Dover intervenire a commento di un articolo giornalistico è sempre sgradevole perché può in qualche modo dar luogo ad un fastidioso fraintendimento, cioè il tentativo di mettere il bavaglio alla stampa. Ciò è certamente così quando le notizie sono vere, continenti, pertinenti e, nonostante ciò, si provi a gettare fango sul cronista e sulla testata giornalistica. Ma quando, invece, esse non corrispondono propriamente alla realtà oppure, forse peggio, si avvalgono dell’ormai diffuso vezzo di generalizzare l’ingeneralizzabile, meritano quantomeno una presa di posizione da parte di chi rappresenta qualcuno o qualcosa.

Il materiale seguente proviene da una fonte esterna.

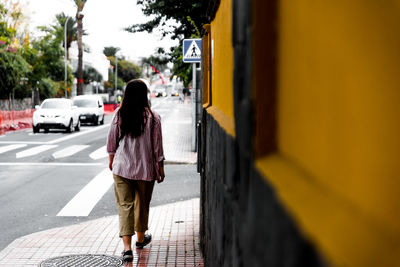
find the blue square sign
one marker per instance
(192, 50)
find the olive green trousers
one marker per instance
(133, 202)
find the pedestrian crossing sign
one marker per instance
(192, 50)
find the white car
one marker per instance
(56, 113)
(91, 108)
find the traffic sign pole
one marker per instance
(192, 54)
(193, 96)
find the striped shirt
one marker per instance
(133, 156)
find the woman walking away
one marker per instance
(136, 156)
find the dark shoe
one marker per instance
(147, 240)
(127, 255)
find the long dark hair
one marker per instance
(133, 109)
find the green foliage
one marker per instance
(111, 82)
(127, 70)
(90, 74)
(162, 11)
(190, 17)
(110, 51)
(37, 65)
(12, 68)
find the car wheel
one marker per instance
(35, 129)
(96, 120)
(78, 126)
(70, 126)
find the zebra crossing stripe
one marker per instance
(34, 151)
(83, 202)
(99, 153)
(69, 151)
(11, 147)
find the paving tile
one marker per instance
(174, 244)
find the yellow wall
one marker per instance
(338, 164)
(222, 67)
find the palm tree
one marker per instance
(72, 31)
(80, 4)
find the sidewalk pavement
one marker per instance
(175, 227)
(175, 230)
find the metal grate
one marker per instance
(83, 260)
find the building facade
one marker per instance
(300, 133)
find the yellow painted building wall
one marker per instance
(337, 167)
(222, 67)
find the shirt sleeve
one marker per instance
(157, 140)
(113, 135)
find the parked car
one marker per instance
(56, 113)
(91, 108)
(160, 91)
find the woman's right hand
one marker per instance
(160, 178)
(111, 160)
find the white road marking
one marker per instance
(99, 153)
(69, 151)
(159, 102)
(77, 134)
(11, 147)
(22, 142)
(83, 202)
(34, 150)
(61, 164)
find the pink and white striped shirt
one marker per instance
(133, 156)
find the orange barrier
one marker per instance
(109, 108)
(21, 119)
(14, 120)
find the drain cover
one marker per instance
(82, 260)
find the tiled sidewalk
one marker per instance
(175, 230)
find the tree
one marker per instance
(164, 11)
(189, 18)
(110, 51)
(72, 30)
(90, 74)
(12, 65)
(80, 4)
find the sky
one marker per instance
(103, 21)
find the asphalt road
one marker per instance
(55, 179)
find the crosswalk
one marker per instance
(30, 150)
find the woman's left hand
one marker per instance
(111, 160)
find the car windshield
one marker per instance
(85, 103)
(56, 104)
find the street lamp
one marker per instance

Questo Distretto Turistico non può, dunque, ignorare il preoccupante titolo scelto dal quotidiano La Repubblica nell’edizione di ieri, mercoledì 16 dicembre 2020, per l’articolo a firma del giornalista Salvo Palazzolo. “Trapani capitale di mafia tra vecchi e nuovi affari targati Messina Denaro” appare infatti come una sciocca, fuorviante ed inutile stereotipizzazione di un fenomeno grave e certamente esistente (a scanso di equivoci!) come quello mafioso che finisce per offendere in maniera incontrovertibile ed oggettiva, addirittura infamandola, la maggioranza dei cittadini onesti e perbene che compongono la città di Trapani e la nostra provincia. A questa gente è stata gettata dinanzi, ancora una volta, l’infamia della mafia, senza distinzioni di sorta e senza alcun rispetto, ma con la spietatezza di chi ha già provveduto, con l’uso della parola, ad emettere la propria sprezzante sentenza di condanna di un intero territorio. Danneggiando per di più in maniera irreparabile anche la candidatura di questa meravigliosa città, Trapani, a Capitale italiana della cultura. Riteniamo allo stesso modo grave, peraltro, il titolo scelto per la copertina dell’edizione regionale, cioè “Vecchi e nuovi affari. Trapani mafia capitale”, quasi a voler riprendere, con un gioco di parole, un caso che ha inglobato per mesi le cronache giornalistiche nazionali, cioè “Roma mafia capitale”. Riteniamo anche questo assolutamente inaccettabile.

Un titolo non è un articolo ma è senza ombra di dubbio una parte di esso. Ne è la sostanza, la sintesi “ragionata” e, spesso, finisce purtroppo anche per esserne l’unica parte a ricevere le giuste attenzioni da parte del lettore. Per questo andrebbe scelto con rigorosa attenzione e, soprattutto, come in questo caso, col rispetto e col tatto che si deve nei confronti di un contesto territoriale che, come tanti altri, lotta contro il fenomeno mafioso con le proprie forze migliori e che, a causa di esso e della sua ferocia, ha subito la perdita di molte, preziose, vite umane. Nostri amici, nostri fratelli, per la cui giustizia continuiamo e continueremo a batterci.

Ferma la libertà di stampa che è un diritto sacrosanto e preso comunque atto dei gravi fatti di cronaca che la Magistratura saprà certamente approfondire individuandone eventuali reati, dunque, non intendiamo accettare passivamente questo modo di fare giornalismo. Nessuno può e deve pensare di averlo potuto fare senza che qualcuno intervenisse né di poterlo fare ancora. Neppure (e soprattutto) chi ha il dovere di informare e di creare opinione pubblica, e che ha in mano un’arma importantissima e potente che dovrebbe colpire dritto al cuore, quasi sbeffeggiandolo, un intero territorio. Non ci stiamo e non lo consentiremo. Ed è per questo che adotteremo ogni iniziativa a tutela dei trapanesi, dell’immagine della città e dell’onore che, a scanso di equivoci, non è quello mafioso. É semplicemente la nostra dignità, oggi profondamente lesa.